Le Cold Steeping littéralement « trempe à froid » consiste à faire macérer des grains de malts ou céréales torréfiées concassés finement ou moulus dans de l’eau à température ambiante afin d’en dégager les arômes de grillé et la couleur issus de la torréfaction mais d’en limiter l’extraction des tanins qui donnent un résultat acide et âcre. On obtient ensuite un jus noir et très doux qui peut être intégré dans le moût à divers moments après l’étape de brassage.
Cette technique se prête particulièrement bien aux malts et aux céréales qui ont subi une torréfaction, l’intérêt étant d’extraire les goûts et les saveurs issus de la torréfaction tout en limitant le rendu acide et âcre. Voici une liste non exhaustive de malts et grains intéressants à utiliser en cold steeping : Chocolate Malt, Black Malt, Carafa, Roasted Barley, Chocolate Wheat, Chocolate Rye.
On peut leur faire subir un tel traitement parce que ces grains ne contiennent pas d’enzymes diastasiques normalement utiles lors du brassage et que l’amidon qui les compose aura également été détruit dans le processus de torréfaction (et évitera d’obtenir une bière trouble). Ces grains n’ont donc techniquement pas besoin d’etre ajoutés à l’empâtage.
La trempe à froid est idéale pour réaliser des styles de bières dont le caractère torréfié doit plutôt être en faveur de la douceur comme les Schwarzbier ou les Black IPA ou bien encore foncer la couleur d'une bière. Cette technique peut également s’utiliser sur une partie des grains torréfiés en complément de la première ou seconde technique sur la seconde partie des grains par exemple. C’est ce que je fais notamment sur les styles Imperial Stout et Baltic Porter pour limiter l’impact acide et âcre du torréfié sur le résultat final et obtenir un peu plus de douceur et mettre en avant le goût chocolaté et café.

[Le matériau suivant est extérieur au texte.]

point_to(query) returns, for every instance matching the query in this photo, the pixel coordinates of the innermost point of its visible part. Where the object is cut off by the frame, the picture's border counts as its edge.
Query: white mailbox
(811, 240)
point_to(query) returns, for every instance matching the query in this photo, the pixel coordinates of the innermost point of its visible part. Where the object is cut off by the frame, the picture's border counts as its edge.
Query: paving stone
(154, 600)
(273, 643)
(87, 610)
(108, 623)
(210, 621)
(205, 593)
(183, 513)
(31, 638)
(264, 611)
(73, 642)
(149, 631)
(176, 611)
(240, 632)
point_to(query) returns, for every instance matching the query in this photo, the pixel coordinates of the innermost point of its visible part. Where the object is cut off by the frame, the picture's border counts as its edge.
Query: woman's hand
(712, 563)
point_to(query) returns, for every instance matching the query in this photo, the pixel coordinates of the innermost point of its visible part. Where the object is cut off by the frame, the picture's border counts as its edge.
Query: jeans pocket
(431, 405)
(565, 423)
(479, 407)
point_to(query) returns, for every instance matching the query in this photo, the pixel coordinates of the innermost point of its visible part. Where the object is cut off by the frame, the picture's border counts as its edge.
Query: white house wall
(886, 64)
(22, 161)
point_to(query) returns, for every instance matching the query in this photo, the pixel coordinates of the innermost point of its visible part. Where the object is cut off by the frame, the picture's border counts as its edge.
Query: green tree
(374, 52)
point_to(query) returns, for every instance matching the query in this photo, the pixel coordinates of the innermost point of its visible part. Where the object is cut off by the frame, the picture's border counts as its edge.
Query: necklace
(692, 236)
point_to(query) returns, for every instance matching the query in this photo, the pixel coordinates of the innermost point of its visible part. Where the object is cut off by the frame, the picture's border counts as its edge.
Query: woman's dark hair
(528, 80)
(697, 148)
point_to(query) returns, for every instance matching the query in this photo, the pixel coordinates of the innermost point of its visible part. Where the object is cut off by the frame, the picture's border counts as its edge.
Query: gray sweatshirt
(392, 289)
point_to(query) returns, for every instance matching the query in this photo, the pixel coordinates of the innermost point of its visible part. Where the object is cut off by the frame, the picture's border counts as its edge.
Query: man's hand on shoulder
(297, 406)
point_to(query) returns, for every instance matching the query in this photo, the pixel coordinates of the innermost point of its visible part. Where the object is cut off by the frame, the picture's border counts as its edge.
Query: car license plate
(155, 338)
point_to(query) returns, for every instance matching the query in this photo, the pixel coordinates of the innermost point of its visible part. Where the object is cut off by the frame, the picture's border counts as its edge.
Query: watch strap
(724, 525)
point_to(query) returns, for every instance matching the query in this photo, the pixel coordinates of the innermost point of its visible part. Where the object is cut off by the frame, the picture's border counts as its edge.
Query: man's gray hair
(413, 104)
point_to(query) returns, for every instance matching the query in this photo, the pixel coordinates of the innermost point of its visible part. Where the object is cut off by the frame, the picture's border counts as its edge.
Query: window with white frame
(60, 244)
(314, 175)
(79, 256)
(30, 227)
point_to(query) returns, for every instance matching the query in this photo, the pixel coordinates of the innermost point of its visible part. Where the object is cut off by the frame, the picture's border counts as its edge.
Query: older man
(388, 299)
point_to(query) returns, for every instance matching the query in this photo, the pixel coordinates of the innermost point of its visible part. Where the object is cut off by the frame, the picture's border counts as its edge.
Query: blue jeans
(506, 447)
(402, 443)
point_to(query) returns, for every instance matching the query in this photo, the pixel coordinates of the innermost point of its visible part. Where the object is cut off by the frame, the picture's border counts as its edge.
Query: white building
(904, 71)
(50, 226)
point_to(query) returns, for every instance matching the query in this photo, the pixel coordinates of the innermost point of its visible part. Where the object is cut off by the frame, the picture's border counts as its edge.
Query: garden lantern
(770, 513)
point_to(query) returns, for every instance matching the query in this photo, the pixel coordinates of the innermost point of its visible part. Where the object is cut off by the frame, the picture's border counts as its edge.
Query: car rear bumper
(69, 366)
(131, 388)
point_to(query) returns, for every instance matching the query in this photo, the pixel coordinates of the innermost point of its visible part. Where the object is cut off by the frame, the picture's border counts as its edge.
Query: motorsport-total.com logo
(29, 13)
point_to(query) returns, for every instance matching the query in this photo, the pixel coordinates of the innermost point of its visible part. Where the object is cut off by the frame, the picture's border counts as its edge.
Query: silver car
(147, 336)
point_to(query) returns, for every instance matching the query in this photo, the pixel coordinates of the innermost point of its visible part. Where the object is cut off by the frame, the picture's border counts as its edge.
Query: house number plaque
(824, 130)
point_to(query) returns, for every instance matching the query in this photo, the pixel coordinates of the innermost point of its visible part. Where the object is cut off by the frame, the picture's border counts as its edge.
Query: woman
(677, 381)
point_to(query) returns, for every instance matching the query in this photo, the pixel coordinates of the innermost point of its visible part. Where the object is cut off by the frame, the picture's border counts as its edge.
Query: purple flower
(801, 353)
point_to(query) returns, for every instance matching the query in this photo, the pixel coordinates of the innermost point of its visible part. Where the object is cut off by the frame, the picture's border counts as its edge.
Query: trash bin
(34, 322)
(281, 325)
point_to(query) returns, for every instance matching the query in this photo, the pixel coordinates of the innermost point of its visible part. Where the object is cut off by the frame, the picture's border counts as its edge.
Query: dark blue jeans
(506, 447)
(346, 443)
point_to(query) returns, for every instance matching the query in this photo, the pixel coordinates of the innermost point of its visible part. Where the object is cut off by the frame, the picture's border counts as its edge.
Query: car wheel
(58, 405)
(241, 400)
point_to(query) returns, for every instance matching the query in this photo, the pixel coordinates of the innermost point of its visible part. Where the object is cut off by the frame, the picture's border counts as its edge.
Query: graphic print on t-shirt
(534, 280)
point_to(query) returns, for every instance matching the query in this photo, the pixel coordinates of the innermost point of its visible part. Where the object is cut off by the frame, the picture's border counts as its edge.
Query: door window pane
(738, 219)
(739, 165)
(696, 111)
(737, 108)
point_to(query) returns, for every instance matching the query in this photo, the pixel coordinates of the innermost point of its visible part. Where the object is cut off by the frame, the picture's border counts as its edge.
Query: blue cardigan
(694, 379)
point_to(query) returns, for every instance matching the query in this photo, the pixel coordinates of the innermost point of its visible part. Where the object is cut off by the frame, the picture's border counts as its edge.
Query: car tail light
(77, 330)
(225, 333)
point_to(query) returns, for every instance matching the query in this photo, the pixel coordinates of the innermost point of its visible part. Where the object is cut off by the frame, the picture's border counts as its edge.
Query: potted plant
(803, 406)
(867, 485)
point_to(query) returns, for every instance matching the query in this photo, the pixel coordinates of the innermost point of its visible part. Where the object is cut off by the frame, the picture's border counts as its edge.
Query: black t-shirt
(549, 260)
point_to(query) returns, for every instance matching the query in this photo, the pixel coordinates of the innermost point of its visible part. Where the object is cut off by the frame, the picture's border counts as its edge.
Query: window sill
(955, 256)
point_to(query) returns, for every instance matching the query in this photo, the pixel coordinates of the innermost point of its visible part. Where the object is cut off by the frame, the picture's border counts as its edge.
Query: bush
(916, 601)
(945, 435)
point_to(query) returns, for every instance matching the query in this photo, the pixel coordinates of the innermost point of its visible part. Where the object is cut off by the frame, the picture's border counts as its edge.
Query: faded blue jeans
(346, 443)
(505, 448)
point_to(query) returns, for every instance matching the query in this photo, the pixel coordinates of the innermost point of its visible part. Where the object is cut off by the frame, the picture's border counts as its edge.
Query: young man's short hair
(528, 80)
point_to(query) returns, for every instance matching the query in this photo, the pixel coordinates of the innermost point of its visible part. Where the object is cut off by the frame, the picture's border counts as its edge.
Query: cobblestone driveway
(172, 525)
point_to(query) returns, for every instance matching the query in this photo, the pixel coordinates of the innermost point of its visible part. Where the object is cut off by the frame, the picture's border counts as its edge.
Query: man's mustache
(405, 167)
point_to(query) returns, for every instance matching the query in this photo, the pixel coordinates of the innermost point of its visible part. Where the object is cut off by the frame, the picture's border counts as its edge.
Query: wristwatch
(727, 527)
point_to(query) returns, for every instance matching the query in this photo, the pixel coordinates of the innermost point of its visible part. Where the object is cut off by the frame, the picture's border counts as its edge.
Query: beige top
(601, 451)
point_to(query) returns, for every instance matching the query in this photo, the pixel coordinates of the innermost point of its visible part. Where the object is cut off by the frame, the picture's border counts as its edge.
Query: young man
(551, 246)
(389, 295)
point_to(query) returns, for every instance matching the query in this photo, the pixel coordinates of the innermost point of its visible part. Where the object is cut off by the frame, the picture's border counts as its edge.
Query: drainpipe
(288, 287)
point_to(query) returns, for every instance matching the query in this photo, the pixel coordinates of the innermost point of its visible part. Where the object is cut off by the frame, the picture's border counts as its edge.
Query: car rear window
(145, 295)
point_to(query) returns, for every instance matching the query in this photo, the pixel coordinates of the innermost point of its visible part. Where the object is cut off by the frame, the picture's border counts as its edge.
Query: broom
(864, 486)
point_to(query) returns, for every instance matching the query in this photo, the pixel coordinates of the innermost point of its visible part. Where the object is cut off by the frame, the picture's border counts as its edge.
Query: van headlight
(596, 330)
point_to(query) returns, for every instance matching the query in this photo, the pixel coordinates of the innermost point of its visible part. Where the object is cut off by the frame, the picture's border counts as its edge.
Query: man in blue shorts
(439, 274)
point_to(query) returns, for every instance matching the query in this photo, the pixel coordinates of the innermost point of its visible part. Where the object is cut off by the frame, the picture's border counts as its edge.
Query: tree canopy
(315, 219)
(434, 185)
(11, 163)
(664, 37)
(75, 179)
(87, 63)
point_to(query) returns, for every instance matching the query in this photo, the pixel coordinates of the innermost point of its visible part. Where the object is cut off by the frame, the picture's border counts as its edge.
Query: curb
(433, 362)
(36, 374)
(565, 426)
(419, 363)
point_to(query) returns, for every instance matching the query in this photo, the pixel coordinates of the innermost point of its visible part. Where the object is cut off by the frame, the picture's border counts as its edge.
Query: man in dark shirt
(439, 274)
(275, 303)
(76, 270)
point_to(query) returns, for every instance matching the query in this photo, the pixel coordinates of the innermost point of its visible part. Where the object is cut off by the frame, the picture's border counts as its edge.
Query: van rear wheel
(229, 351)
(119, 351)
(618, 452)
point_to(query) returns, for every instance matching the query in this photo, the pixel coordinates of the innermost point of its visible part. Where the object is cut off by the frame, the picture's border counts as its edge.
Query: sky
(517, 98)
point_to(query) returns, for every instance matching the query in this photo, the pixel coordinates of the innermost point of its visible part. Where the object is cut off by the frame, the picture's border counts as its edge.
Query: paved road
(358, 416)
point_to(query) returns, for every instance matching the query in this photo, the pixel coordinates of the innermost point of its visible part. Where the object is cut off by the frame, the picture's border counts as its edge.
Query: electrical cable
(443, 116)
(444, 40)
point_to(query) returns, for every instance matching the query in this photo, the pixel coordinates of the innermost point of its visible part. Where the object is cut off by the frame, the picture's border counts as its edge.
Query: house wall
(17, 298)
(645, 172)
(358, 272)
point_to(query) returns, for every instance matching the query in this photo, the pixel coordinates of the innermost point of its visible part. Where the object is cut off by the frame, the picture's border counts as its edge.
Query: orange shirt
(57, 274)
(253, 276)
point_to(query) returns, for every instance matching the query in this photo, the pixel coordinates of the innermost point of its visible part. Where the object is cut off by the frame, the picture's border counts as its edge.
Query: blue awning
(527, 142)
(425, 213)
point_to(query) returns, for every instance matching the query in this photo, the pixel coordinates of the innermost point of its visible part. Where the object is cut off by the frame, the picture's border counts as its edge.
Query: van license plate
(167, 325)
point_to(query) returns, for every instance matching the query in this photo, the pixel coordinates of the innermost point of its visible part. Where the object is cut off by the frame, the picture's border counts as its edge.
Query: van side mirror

Concasser finement les grains torréfiés, il est même conseillé de les moudre pour optimiser la libération du goût et de la couleur, d’autant plus si vous souhaitez utiliser par la suite uniquement la partie liquide. Mélanger cette mouture avec 4 à 5 fois son poids en eau à température ambiante. Retrancher cette quantité d’eau à la quantité d’eau de rinçage nécessaire.
Laisser macérer le tout pendant plusieurs heures (personnellement je prépare cette trempe la veille du brassin), certaines sources parlent même de 24h de trempe. La diffusion des arômes issus du grain dans l’eau froide étant beaucoup plus longue que dans l’eau chaude, il vaut mieux tout de même prévoir un peu de temps (minimum 6h).
Si vous prévoyez d’utiliser la partie liquide uniquement, filtrez avec un tamis et conservez la partie liquide.
Sinon conserver le tout tel quel en attendant l'utilisation.
Il n’y a pas de méthode unique, certains utilisent la totalité du cold steeping (jus + grains moulus) et d’autres juste la partie liquide, cela va aussi dépendre de quand on décide d’ajouter cette trempe. Il est même possible de mettre la partie solide à la filtration et la partie liquide plus tard à l’ébulition. Bref il faut tester pour choisir la méthode adaptée à ce que l’on veut faire.
Le Cold Steeping entier (jus + grains moulus) s’ajoutera de préférence lors de la filtration afin de pouvoir filtrer la partie solide et de bénéficier d’une extraction maximale des saveurs grâce à la recirculation du moût et au rinçage des drêches. On obtiendra un résultat doux, subtil et un peu plus corsé et plus foncé que la version avec le jus uniquement. Je conseille cette version pour les styles Stout et Porter.
La version liquide filtrée du Cold Steeping s’ajoutera plutôt avant, pendant ou en fin d’ébullition du moût pour obtenir un caractère torréfié très doux et subtil. Plus on l’ajoutera tard et plus on limitera l’extraction des tanins. Je conseille cette version pour les styles Schwarzbier et Black IPA ou encore pour foncer une bière qui ne doit pas avoir un caractère torréfié trop prononcé.